10.08.2023

Żony Adama

– Czy tu jaka przyjdzie!? –  pytał mnie, a może siebie i rozglądał się po jednoizbowej chacie.

W rogu kuchnia z okapem, wiekowy stół, rozchybotane krzesła, łóżko. Lampa naftowa. Wiadro, miednica, studnia i wygódka w podwórzu. Miał dwadzieścia pięć, czy dwadzieścia sześć lat i zaawansowaną gruźlicę. Od gminy otrzymał – w mojej wsi – (w dożywocie czy też w dzierżawę) pustą chatę, w której parę lat temu zmarli bezdzietni właściciele. Wszystko szare, ale za oknem czerwone i żółte malwy, fioletowe floksy. Te kwitną nawet wiele lat po śmierci ogrodnika. Były więc – jak powiadam – także skarby w tym obejściu. Sam wypatrzyłem w skrzynce z połamanym narzędziami żeliwny moździerz, który oddał mi, jak się wydaje, bez żalu.

– Czy tu jaka przyjdzie? – powtórzył pytanie, a miał na myśli – rzecz jasna – kobietę.

 

1. Przyszła, a nawet przyszły.

Pierwsza pojawiła się IzauraChwilkę powinienem poświęcić dźwięcznemu imieniu Izaura, niezwykle popularnemu ponoć w krajach hiszpańsko-portugalskojęzycznych. Ale i w Polsce nie brakuje Izaur! Wszystko za sprawą brazylijskiego serialu Niewolnica Isaura, chętnie oglądanego nad Wisłą w latach 80. XX stulecia. Film wielu śmieszył, ale i wzruszał wielu. Ci, którzy ulegli tajemniczemu urokowi pięknej niewolnicy, swe córki obdarzali jej imieniem.[1]. 

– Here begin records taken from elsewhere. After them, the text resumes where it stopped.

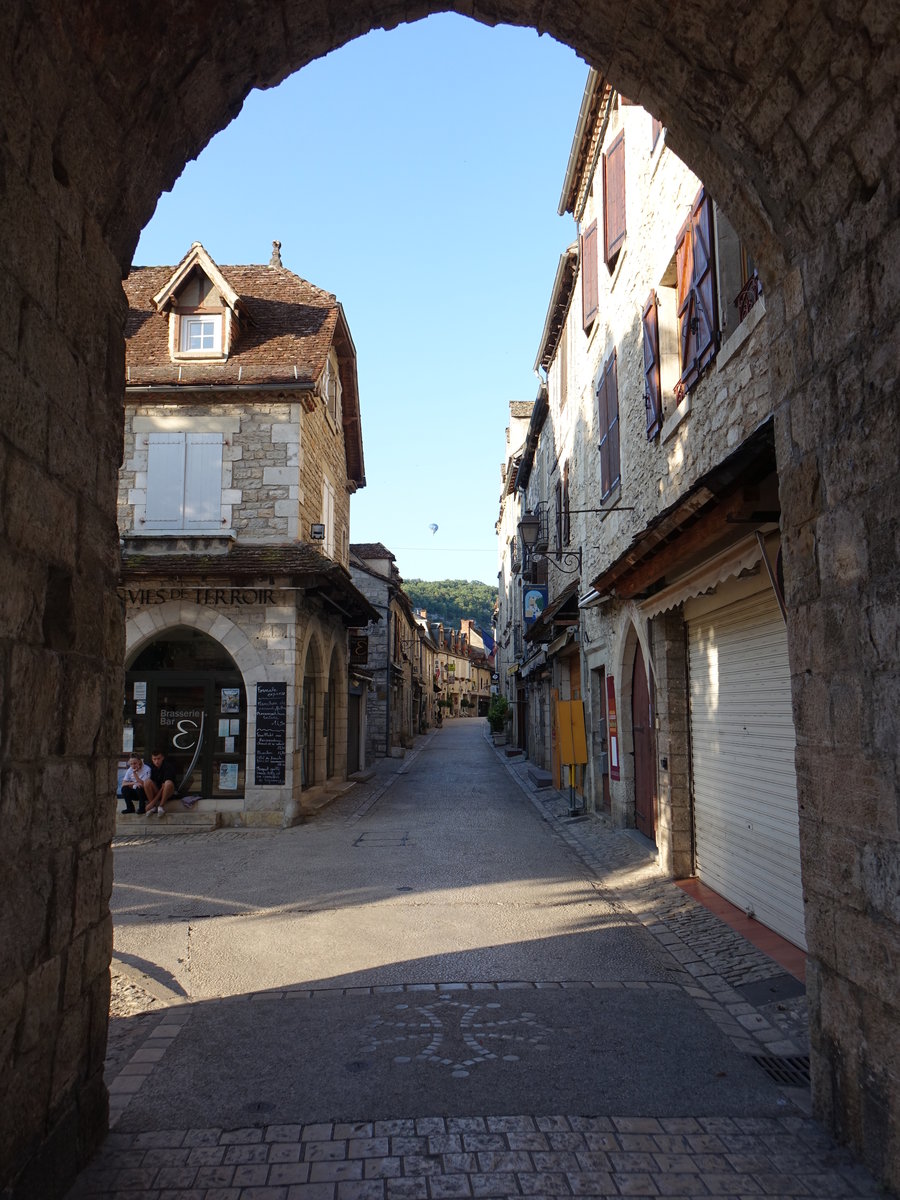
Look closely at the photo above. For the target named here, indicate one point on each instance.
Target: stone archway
(789, 114)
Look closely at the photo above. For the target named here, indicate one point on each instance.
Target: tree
(451, 601)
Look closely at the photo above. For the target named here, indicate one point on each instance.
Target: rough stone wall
(790, 113)
(376, 591)
(670, 663)
(324, 459)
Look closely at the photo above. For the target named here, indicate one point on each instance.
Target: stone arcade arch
(790, 114)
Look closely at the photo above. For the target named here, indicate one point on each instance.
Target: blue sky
(415, 174)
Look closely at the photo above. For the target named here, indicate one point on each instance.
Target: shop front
(184, 695)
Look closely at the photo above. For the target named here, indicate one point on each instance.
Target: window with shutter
(652, 381)
(697, 307)
(184, 481)
(607, 402)
(615, 199)
(589, 299)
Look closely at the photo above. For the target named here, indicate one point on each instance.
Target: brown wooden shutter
(589, 300)
(604, 430)
(615, 198)
(652, 385)
(607, 397)
(697, 307)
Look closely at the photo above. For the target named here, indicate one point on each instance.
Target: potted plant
(497, 715)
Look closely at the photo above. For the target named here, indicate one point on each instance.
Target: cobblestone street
(619, 1056)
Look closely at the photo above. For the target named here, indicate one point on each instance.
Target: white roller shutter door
(743, 757)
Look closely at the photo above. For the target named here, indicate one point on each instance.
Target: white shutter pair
(184, 481)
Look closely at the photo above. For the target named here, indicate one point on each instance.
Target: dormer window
(201, 334)
(331, 388)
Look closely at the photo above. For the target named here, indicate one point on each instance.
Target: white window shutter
(165, 480)
(203, 480)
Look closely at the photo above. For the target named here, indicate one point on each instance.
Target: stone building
(397, 653)
(789, 113)
(243, 448)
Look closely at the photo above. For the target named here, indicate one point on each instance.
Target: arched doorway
(645, 748)
(185, 695)
(309, 712)
(754, 111)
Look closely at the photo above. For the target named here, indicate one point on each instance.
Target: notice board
(271, 727)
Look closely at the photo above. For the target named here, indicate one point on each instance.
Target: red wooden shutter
(652, 385)
(697, 307)
(607, 399)
(589, 300)
(615, 198)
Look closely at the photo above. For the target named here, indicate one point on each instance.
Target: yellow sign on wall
(570, 725)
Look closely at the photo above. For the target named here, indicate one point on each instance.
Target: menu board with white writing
(271, 724)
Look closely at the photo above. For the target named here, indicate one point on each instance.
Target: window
(184, 481)
(328, 516)
(201, 334)
(607, 403)
(615, 199)
(589, 299)
(331, 388)
(696, 292)
(652, 375)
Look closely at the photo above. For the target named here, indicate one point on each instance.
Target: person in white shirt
(133, 781)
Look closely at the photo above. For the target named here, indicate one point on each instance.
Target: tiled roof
(287, 327)
(304, 564)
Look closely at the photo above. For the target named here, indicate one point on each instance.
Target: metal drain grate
(793, 1072)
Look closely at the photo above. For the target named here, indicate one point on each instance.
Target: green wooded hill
(453, 600)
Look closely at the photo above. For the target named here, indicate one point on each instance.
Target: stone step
(178, 821)
(540, 778)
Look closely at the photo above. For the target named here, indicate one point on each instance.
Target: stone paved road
(444, 988)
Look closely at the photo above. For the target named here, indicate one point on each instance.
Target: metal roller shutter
(743, 760)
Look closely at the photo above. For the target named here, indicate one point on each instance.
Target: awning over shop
(738, 496)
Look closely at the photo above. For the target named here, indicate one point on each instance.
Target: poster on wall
(534, 601)
(271, 725)
(613, 727)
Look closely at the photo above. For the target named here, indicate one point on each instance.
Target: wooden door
(645, 750)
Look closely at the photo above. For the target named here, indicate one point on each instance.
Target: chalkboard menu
(271, 719)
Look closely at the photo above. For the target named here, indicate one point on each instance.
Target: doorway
(185, 696)
(645, 749)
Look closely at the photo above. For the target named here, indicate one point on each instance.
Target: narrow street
(442, 988)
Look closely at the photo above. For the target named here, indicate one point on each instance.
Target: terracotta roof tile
(286, 323)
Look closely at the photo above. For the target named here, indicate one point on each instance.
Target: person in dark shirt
(161, 785)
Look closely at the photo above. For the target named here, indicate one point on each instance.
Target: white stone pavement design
(456, 1027)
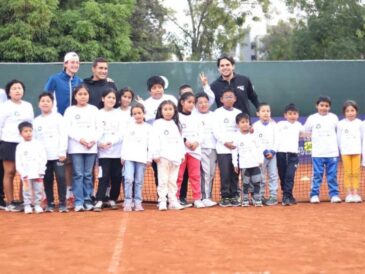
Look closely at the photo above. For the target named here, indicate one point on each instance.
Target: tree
(95, 29)
(332, 29)
(277, 44)
(25, 30)
(215, 26)
(147, 32)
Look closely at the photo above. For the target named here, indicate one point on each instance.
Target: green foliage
(216, 26)
(331, 29)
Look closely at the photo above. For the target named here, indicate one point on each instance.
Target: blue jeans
(82, 178)
(133, 172)
(319, 163)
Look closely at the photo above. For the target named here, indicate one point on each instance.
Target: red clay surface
(324, 238)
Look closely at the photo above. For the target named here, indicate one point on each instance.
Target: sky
(278, 11)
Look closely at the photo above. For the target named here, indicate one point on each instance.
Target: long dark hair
(175, 118)
(183, 98)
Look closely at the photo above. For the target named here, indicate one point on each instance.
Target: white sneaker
(28, 209)
(175, 206)
(314, 199)
(199, 204)
(349, 198)
(356, 198)
(209, 203)
(162, 206)
(335, 199)
(38, 209)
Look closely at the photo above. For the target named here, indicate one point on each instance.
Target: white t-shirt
(288, 136)
(349, 136)
(324, 137)
(224, 128)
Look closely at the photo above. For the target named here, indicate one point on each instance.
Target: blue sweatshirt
(62, 85)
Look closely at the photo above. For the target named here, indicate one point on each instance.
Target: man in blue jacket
(62, 83)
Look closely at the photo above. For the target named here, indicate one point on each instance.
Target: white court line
(116, 260)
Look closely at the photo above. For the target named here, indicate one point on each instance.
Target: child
(135, 156)
(289, 132)
(325, 154)
(265, 129)
(81, 124)
(190, 128)
(168, 152)
(349, 141)
(247, 159)
(12, 113)
(126, 97)
(109, 148)
(224, 131)
(156, 86)
(208, 151)
(49, 130)
(31, 162)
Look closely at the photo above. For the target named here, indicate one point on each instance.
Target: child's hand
(203, 79)
(229, 145)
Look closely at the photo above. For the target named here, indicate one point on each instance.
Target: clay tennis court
(324, 238)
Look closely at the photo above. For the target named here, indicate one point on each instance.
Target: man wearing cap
(62, 83)
(99, 81)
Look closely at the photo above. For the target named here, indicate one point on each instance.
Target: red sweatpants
(193, 166)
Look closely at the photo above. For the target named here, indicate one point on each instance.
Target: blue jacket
(62, 85)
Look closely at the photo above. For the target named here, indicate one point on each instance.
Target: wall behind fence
(277, 83)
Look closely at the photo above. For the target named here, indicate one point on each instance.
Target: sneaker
(286, 201)
(162, 206)
(209, 203)
(79, 208)
(271, 201)
(314, 200)
(127, 208)
(335, 199)
(98, 207)
(113, 204)
(258, 203)
(88, 206)
(357, 198)
(225, 202)
(198, 204)
(2, 204)
(245, 202)
(28, 209)
(234, 202)
(138, 207)
(175, 206)
(62, 209)
(13, 207)
(349, 198)
(185, 203)
(50, 208)
(38, 209)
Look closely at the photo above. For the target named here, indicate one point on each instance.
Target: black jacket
(96, 89)
(242, 86)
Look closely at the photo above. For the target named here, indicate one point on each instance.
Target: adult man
(62, 83)
(99, 81)
(240, 84)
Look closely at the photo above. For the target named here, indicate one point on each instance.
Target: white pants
(167, 180)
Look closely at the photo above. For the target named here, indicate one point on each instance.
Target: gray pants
(207, 170)
(33, 190)
(269, 169)
(251, 182)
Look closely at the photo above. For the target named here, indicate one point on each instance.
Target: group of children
(175, 137)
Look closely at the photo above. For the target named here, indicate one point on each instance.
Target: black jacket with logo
(242, 86)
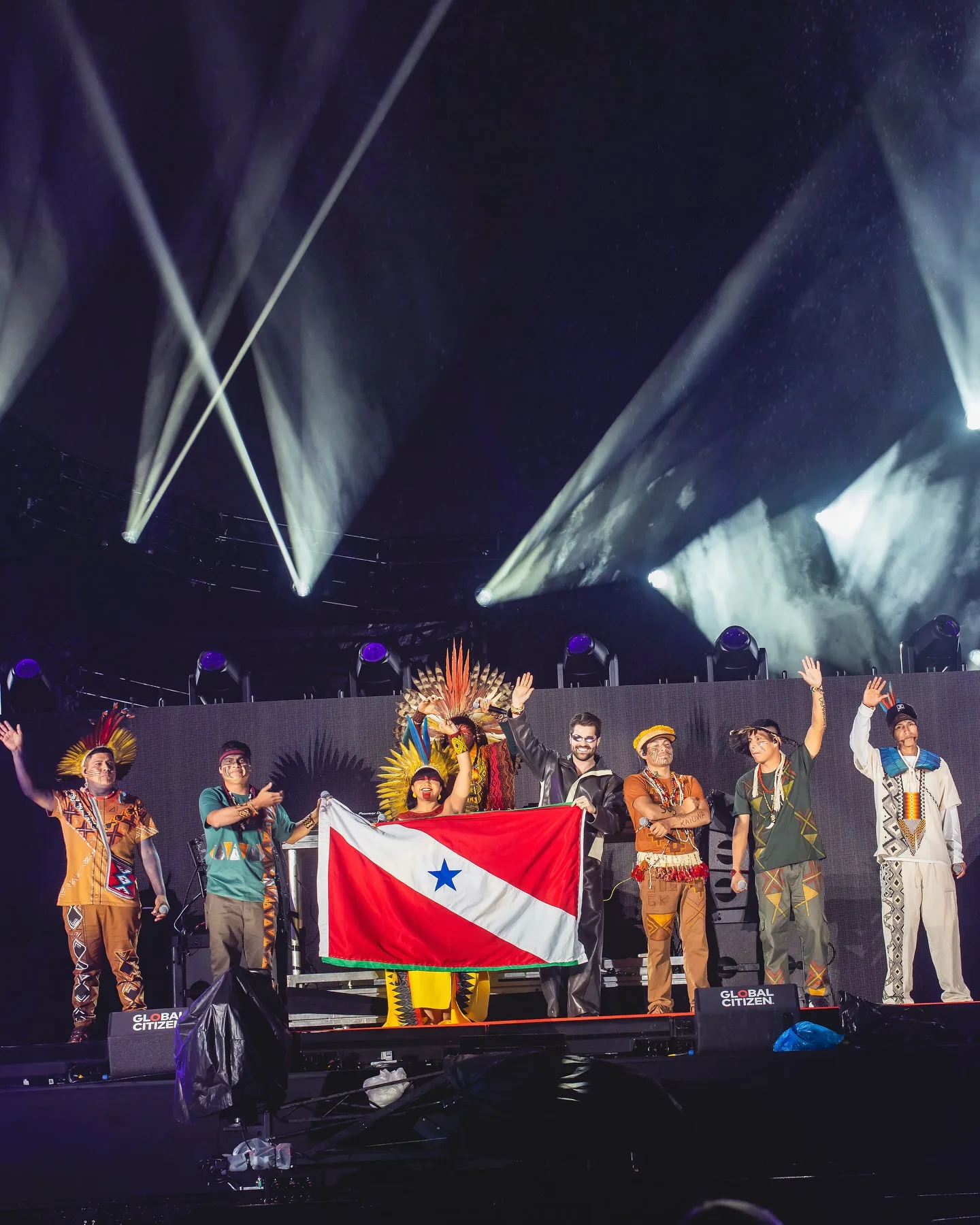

To nie było prawdziwe imię, lecz wdzięczne sezonowe przezwisko, jakim obdarzył przybyłą w te strony miejscowy prześmiewca. Smukła, niebieskooka, zatrzymała się w naszych Jesionach w swej beztroskiej wędrówce przez świat. Był czas zbioru porzeczek. Graf Ferdynand zatrudniał wszystkich, którzy w tym czasie nie mieli lepszego zajęcia. Adam pewnego przedpołudnia wypatrzył, jak wśród rzędów porzeczek Graf powalił Izaurę na ziemię i zrobił to, co robi się z kobietą. A wieczorem Adam zrobił z nią to samo. Też w porzeczkach. Najbliższą noc spędziła już nie w baraku, gdzie spali najemni robotnicy, ale w chacie Adama. Nie tylko tę noc, także wiele następnych. Pod jesień poszła w sobie tylko znanym kierunku. Pozostał po niej dług w miejscowym sklepiku, gdzie przez pięćdziesiąt chyba dni brała na kredyt papierosy i najtańsze wino, słodkie, „sandomierskie”.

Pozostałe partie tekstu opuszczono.